The other thing is, there is already DRT – for recovery of debts due to banks and financial institutions. There was a surface act under which asset reconstruction companies could have taken over assets. And then in 2016, we had the Insolvency and Bankruptcy Code. The Insolvency and Bankruptcy Code is a good law.
Now, this Ordinance or the Bill – what new thing do they bring? That the Reserve Bank may issue directions to a bank to go for insolvency proceedings. Now what does the Insolvency Law say? You first appoint an insolvency professional, then he forms a lenders/creditors’ committee, and then the creditors’ committee gets together and takes a decision on the bank. The ultimate arbiter is the National Company Law Tribunal. So this is the procedure; and the advantage of the Insolvency Code is that you have to settle the matter within 180 days. So it is a time-bound resolution of the problem of insolvency. But the Government hurried with this law for these 12 companies whose name the Reserve Bank did not disclose. I have got it from the internet.
However, the main question remains – is the Reserve Bank an appropriate authority? I am totally against the Reserve Bank of recent times, post-Raghuram Rajan, because this is the Reserve Bank which, till date, has not been able to count the notes which were deposited during demonetisation. So why should we have confidence in such a Reserve Bank?

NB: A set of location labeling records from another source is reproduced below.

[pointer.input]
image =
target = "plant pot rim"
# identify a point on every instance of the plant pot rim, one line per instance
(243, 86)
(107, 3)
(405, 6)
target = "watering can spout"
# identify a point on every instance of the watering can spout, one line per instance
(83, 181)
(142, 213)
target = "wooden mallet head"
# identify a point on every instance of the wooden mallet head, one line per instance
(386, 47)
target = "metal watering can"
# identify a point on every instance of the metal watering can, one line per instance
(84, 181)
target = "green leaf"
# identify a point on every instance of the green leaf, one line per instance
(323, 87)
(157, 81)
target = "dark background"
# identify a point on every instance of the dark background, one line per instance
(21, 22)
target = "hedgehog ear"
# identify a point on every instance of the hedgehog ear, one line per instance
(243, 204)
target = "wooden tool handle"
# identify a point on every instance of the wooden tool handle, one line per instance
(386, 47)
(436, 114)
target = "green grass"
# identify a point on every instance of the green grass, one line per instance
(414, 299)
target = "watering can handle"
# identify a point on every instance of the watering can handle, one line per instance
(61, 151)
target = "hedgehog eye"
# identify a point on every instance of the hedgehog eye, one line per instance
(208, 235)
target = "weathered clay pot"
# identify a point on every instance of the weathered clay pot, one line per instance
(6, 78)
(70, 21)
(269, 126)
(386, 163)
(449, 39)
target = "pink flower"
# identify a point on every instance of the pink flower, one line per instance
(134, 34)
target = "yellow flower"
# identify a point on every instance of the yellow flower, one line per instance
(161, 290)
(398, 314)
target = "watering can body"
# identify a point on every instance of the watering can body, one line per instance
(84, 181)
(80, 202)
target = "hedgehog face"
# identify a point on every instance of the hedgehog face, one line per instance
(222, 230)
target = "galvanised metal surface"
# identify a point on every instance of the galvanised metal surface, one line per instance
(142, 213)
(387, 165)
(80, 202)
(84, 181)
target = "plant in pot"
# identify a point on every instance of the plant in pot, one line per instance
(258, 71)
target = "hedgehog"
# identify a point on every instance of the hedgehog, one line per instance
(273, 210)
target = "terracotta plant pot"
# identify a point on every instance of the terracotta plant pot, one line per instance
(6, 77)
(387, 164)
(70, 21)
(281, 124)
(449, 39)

Our Standing Committee has repeatedly asked the Reserve Bank Governor – why don’t you say how much money has come in? My information is that they are still counting; they say they have to bring in machines from abroad. This Reserve Bank is totally inefficient and incapable. Nobody knows how much money has been deposited. And abiut the story of demonetisation – the balloon will be punctured when it will become known.
Now, the whole banking system, as our Chairman of the Standing Committee, Veerappa Moily says, is facing a collapse. The Government is trying to clutch at straws, and one straw is this Ordinance.
Now, I want to ask various questions. Currently, under Section 35A, the Reserve Bank may issue directions to banks on grounds of public interest and in the interest of banking policy. This ordinance gives the RBI additional power to direct banks to initiate recovery proceedings. So when already the RBI has the power to issue directions, why do you need the Ordinance?
The second question is, the majority of NPAs, 88 per cent of the NPAs, are in public sector banks. Mind you, the private sector banks like HDFC, ICICI, do not have such large NPAs. So the Government could have itself issued directions instead of asking the useless RBI to issue directions, since the Government owns all these.
My next question. As a banking regulator, the RBI is supposed to look after the macro-economic picture. It, as a regulator, is responsible for maintaining the financial stability while banks have the flexibility to make business decisions. Say, you have to settle a loan, and so, you have to take a haircut. Now the banks will not take the decision. They will say that let the RBI tell you then you have to take a haircut and settle the matter; so the whole thing will be delayed.
The appropriateness of the RBI directing Banks on the issue of default, which is a business decision, needs to be examined. Why not leave the banks to their own things?
Currently, banks face certain challenges as part of the recovery proceedings, such as the lack of incentives among public sector bankers to recognise losses, the fear of investigation in the case of low recoveries, insufficient capital to absorb the losses.
Everybody has mentioned that banks do not have the capital according to banking norms.
I have already said that I have given a statutory resolution, have opposed the introduction of the Bill and have called this an unnecessary Bill. With that I would rather say that I would expect the Bill, but if you accept Supriya Sule’s Amendment. She has said that this decision about going for insolvency and bankruptcy procedures should be left to the banks themselves. Please accept that, and then I will support the Bill.